Cardeal Odilo Pedro Scherer
Arcebispo Metropolitano de São Paulo 

Na introdução do texto de síntese da 3ª Assembleia Geral Extraordinária do Sínodo dos Bispos, sobre “os desafios pastorais da família no contexto da evangelização”, já aparece o desejo do Papa Francisco de que os participantes da Assembleia compartilhassem suas reflexões com franqueza e liberdade; e assim aconteceu até o final dos trabalhos, num clima sereno e fraterno.

Por outro lado, também já fica claro que a assembleia sinodal não tomaria nenhuma decisão, sendo de caráter consultivo, e que as reflexões seriam articuladas, depois, com a preparação da Assembleia Ordinária do Sínodo, em outubro de 2015, cujo tema será: “vocação e missão da família na Igreja, no mundo contemporâneo”. Assim, que ninguém sinta frustrações, se o Sínodo não tomou “decisões” nem modificou isso ou aquilo...

O texto de síntese final está organizado em três partes, que correspondem aos passos do método ver-julgar-agir. A primeira parte trata do contexto sociocultural, econômico e pastoral em que se encontra a família atualmente.
Embora se leia que o Sínodo olhou para “as luzes e sombras” que envolvem hoje a família, de fato, porém, o texto se ocupa bem mais das sombras do que das luzes. Isso é compreensível, se tivermos em conta que o tema da assembleia sinodal era “os desafios pastorais da família”...

No mundo, o rosto da família apresenta uma variedade muito grande, de acordo com as diversas culturas e as condições sociais, políticas, econômicas e religiosas. Mas há alguns traços comuns, que tento expor brevemente.

1. A família é uma realidade no mundo inteiro e não acabou, apesar dos muitos problemas e desafios.

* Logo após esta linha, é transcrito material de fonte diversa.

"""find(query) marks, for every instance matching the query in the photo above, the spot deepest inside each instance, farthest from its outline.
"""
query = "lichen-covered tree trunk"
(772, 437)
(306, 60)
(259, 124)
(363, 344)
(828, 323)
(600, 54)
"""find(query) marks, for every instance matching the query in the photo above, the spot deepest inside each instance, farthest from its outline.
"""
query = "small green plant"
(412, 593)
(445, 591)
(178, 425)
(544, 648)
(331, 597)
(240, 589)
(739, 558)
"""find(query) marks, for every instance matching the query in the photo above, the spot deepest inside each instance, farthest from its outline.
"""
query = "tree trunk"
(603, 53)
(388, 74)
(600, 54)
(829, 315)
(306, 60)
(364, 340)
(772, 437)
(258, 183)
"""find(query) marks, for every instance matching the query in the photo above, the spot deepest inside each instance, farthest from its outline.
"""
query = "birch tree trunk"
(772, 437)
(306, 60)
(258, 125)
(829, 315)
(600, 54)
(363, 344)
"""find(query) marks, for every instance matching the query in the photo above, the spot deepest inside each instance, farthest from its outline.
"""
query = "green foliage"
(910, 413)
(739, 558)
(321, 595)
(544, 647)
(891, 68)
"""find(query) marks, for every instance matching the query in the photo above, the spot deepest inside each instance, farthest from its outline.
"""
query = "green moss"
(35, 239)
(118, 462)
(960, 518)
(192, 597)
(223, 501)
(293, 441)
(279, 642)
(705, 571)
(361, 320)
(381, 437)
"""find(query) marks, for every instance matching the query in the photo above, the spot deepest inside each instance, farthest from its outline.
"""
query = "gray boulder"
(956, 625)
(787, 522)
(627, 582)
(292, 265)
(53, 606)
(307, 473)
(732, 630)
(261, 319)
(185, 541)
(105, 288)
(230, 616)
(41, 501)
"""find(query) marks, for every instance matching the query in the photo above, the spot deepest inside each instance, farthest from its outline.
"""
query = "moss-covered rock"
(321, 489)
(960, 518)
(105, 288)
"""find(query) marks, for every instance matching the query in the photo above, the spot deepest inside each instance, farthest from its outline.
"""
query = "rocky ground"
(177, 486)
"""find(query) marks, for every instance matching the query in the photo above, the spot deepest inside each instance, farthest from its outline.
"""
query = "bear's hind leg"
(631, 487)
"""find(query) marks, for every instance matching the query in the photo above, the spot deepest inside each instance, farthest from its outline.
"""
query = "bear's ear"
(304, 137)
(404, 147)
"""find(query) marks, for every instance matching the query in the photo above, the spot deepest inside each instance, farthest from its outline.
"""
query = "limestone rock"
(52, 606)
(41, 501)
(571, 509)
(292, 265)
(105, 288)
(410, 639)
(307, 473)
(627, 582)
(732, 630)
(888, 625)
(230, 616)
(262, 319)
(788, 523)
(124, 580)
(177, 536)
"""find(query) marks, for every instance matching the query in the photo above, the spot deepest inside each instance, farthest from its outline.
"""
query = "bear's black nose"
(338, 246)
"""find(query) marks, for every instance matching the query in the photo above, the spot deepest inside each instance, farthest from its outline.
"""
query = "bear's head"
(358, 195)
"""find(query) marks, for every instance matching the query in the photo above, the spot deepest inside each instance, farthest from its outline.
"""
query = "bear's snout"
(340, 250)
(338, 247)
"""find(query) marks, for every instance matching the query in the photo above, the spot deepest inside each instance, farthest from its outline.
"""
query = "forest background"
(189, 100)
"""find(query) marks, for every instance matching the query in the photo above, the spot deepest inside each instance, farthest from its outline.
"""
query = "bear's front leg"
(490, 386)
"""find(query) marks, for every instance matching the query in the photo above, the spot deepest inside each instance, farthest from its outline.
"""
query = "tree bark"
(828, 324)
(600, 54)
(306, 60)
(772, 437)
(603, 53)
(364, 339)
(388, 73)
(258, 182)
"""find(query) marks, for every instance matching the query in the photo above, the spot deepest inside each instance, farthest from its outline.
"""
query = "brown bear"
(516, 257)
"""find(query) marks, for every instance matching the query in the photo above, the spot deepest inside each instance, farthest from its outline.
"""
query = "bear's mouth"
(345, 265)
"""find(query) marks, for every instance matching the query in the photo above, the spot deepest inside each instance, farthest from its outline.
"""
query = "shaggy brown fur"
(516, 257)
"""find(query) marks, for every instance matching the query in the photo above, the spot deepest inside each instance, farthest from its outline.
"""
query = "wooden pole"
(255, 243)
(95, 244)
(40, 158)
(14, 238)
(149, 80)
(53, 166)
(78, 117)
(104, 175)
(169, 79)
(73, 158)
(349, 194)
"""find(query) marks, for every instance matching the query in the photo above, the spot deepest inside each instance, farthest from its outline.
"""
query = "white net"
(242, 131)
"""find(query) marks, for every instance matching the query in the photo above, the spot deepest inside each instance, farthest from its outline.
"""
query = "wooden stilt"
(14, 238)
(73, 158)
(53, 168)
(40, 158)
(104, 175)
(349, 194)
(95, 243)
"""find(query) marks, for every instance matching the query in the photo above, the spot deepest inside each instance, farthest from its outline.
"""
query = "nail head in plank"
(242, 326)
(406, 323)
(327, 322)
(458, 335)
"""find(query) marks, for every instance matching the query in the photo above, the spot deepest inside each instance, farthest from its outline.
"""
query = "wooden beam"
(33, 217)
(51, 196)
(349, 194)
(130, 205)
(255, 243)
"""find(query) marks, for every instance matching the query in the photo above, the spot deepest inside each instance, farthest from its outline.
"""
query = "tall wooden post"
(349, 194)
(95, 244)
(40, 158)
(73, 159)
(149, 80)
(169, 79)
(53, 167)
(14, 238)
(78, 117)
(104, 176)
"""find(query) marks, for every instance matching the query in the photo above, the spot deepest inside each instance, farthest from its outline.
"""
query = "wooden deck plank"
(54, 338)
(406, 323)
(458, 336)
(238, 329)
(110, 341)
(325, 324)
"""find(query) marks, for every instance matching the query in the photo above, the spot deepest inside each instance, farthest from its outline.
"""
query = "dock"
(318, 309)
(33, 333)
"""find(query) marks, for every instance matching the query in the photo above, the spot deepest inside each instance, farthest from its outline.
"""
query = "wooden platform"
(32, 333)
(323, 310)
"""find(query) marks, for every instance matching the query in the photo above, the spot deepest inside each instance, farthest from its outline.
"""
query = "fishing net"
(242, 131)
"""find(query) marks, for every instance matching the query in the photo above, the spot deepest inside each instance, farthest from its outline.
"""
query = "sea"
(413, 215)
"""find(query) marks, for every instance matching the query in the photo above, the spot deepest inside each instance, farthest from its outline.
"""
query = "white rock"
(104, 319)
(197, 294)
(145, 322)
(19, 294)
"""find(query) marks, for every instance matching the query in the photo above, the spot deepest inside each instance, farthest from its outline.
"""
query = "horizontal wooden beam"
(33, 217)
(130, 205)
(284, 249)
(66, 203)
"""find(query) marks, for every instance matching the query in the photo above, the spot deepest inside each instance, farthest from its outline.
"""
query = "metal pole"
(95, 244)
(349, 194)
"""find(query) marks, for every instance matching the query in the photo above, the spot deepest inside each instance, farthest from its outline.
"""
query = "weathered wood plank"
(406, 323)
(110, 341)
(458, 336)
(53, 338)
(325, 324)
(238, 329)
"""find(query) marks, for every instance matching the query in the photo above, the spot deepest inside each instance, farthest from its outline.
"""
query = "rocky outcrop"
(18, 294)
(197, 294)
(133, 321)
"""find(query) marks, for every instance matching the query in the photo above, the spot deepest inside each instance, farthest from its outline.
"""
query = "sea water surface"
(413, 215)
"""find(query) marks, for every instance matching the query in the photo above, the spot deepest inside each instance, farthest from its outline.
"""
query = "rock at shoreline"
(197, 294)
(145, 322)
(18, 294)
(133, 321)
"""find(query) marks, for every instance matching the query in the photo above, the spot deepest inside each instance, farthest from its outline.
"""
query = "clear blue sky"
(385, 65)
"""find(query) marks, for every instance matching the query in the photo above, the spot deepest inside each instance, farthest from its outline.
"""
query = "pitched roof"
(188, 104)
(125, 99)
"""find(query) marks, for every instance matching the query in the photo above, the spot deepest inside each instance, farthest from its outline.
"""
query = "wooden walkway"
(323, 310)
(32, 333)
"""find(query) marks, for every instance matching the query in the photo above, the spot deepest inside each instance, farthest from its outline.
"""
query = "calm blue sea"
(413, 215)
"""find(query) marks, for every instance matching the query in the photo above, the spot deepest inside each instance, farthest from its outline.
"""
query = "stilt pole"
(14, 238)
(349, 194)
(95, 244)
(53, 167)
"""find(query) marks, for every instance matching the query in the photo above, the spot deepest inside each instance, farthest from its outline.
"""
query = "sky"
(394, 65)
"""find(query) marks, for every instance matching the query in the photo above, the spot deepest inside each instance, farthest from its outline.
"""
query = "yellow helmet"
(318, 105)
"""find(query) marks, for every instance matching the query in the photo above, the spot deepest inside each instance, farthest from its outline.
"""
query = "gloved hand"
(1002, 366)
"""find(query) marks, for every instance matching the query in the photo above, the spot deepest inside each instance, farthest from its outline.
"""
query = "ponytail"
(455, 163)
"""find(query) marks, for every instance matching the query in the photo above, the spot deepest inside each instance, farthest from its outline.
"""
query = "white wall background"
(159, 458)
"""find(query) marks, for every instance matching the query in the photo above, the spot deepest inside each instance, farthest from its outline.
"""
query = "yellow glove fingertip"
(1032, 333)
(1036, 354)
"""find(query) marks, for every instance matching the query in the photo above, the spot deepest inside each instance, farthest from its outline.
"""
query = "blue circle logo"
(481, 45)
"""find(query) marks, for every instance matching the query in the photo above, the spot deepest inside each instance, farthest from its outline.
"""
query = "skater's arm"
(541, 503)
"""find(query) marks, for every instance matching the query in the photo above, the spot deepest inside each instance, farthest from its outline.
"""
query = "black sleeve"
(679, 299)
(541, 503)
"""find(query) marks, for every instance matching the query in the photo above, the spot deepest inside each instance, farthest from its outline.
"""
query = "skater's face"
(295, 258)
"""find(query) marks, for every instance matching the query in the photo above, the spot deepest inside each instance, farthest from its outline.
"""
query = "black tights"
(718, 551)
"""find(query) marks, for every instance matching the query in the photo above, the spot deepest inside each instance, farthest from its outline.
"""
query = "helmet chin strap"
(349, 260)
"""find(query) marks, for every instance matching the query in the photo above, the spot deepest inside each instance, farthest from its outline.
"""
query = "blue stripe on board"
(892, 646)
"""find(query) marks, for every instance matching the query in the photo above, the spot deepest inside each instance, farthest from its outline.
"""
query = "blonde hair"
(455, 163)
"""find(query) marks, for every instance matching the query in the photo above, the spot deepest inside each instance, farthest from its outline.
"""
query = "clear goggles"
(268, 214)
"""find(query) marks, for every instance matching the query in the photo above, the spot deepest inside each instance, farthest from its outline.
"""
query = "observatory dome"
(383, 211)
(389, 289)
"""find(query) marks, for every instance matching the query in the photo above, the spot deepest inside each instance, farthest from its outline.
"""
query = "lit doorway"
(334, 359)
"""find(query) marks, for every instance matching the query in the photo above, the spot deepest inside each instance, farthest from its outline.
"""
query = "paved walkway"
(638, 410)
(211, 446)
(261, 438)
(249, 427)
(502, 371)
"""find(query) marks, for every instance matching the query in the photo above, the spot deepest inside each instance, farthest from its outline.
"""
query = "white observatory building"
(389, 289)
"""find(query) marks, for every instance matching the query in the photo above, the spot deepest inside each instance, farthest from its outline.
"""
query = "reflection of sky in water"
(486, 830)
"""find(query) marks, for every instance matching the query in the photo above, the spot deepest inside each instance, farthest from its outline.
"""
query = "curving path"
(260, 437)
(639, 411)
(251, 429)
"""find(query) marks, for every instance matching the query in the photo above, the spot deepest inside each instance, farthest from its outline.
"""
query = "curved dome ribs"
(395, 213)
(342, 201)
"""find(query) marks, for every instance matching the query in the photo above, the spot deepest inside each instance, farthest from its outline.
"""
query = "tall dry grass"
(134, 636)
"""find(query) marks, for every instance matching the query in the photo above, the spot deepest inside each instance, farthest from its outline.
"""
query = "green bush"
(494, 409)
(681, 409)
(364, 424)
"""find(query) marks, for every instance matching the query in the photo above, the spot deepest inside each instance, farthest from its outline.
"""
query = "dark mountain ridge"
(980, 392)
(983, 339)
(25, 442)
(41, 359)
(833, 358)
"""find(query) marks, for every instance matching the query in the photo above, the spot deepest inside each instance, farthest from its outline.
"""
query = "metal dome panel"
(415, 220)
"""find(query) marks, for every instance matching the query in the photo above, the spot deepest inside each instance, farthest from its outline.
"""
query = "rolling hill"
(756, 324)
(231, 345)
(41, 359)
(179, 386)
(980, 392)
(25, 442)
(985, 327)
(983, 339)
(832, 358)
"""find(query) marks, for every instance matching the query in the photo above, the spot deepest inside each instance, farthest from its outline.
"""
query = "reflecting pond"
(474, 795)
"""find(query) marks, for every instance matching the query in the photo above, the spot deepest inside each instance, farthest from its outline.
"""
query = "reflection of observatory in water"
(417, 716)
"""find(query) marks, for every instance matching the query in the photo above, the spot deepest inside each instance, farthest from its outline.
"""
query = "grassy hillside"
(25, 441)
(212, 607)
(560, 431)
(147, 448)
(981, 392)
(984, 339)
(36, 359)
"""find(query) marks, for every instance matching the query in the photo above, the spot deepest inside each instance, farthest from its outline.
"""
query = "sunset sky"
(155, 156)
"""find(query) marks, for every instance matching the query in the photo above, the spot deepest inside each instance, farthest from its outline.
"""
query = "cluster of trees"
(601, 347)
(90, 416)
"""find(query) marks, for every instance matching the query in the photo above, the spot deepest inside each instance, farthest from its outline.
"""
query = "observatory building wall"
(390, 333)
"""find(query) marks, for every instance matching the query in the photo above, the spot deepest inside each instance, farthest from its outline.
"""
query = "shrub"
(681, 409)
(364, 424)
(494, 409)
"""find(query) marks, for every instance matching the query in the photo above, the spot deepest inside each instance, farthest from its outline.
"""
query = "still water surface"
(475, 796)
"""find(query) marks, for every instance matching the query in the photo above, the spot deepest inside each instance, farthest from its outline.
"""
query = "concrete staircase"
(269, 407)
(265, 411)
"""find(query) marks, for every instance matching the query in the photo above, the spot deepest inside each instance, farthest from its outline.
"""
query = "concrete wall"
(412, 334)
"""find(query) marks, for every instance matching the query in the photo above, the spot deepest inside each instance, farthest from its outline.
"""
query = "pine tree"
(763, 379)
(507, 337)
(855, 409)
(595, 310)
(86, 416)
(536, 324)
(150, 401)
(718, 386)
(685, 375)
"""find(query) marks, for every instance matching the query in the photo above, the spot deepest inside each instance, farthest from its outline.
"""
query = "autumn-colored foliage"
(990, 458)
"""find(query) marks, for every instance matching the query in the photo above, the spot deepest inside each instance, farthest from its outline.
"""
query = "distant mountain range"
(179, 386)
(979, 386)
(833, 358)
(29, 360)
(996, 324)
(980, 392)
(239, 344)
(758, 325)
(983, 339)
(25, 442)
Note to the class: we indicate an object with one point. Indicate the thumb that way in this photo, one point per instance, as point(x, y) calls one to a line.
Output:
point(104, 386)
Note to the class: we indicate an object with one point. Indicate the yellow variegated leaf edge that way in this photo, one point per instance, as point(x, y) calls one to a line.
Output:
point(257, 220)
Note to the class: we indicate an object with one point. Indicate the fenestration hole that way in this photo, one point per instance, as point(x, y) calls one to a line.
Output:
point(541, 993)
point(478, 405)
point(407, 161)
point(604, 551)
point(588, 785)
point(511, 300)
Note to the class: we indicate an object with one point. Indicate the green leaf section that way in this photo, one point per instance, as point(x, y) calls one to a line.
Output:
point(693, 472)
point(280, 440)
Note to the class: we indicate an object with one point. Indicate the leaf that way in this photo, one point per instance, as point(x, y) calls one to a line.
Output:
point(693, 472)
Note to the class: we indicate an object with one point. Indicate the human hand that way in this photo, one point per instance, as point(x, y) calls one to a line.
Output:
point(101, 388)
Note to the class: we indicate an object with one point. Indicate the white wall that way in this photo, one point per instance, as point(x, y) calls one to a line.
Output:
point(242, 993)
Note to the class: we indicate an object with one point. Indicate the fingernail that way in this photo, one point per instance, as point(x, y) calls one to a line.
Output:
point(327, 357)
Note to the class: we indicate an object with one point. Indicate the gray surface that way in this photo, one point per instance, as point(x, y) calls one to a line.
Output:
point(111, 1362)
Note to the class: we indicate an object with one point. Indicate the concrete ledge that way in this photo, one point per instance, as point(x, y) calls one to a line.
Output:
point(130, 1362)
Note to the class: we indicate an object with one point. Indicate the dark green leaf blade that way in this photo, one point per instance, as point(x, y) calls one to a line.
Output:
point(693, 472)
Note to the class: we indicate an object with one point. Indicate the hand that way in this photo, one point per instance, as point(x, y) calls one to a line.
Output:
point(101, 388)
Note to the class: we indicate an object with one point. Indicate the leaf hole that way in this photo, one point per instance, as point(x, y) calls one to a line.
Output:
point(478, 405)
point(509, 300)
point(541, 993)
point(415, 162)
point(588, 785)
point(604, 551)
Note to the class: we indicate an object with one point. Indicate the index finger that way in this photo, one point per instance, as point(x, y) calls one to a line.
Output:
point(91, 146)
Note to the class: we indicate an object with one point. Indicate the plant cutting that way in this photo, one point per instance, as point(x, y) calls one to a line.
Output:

Continua o desejo de formar família, que está inscrito na natureza humana. Ela continua sendo a última reserva do que há de mais genuinamente humano e de verdadeira solidariedade, mesmo quando ao redor todas as seguranças entram em falência.

2. A família, quase em toda parte, está em crise; encontra-se fragilizada e até abandonada a si mesma, por vários fatores.

3. A pressão exacerbada de fatores econômicos e da cultura marcada pelo individualismo cria dificuldades enormes para a vivência de valores essenciais ao casamento e à família.

4. As instituições “casamento” e “família”, sobretudo nos povos de cultura ocidental, tiveram forte perda de apreço; isso manifesta-se na pouca duração dos casamentos formalizados, na legislação cada vez mais inconsistente no tocante à família e ao casamento, nas muitas uniões livres e sem formalização alguma; aumenta o número dos “singles”, que não constituem família.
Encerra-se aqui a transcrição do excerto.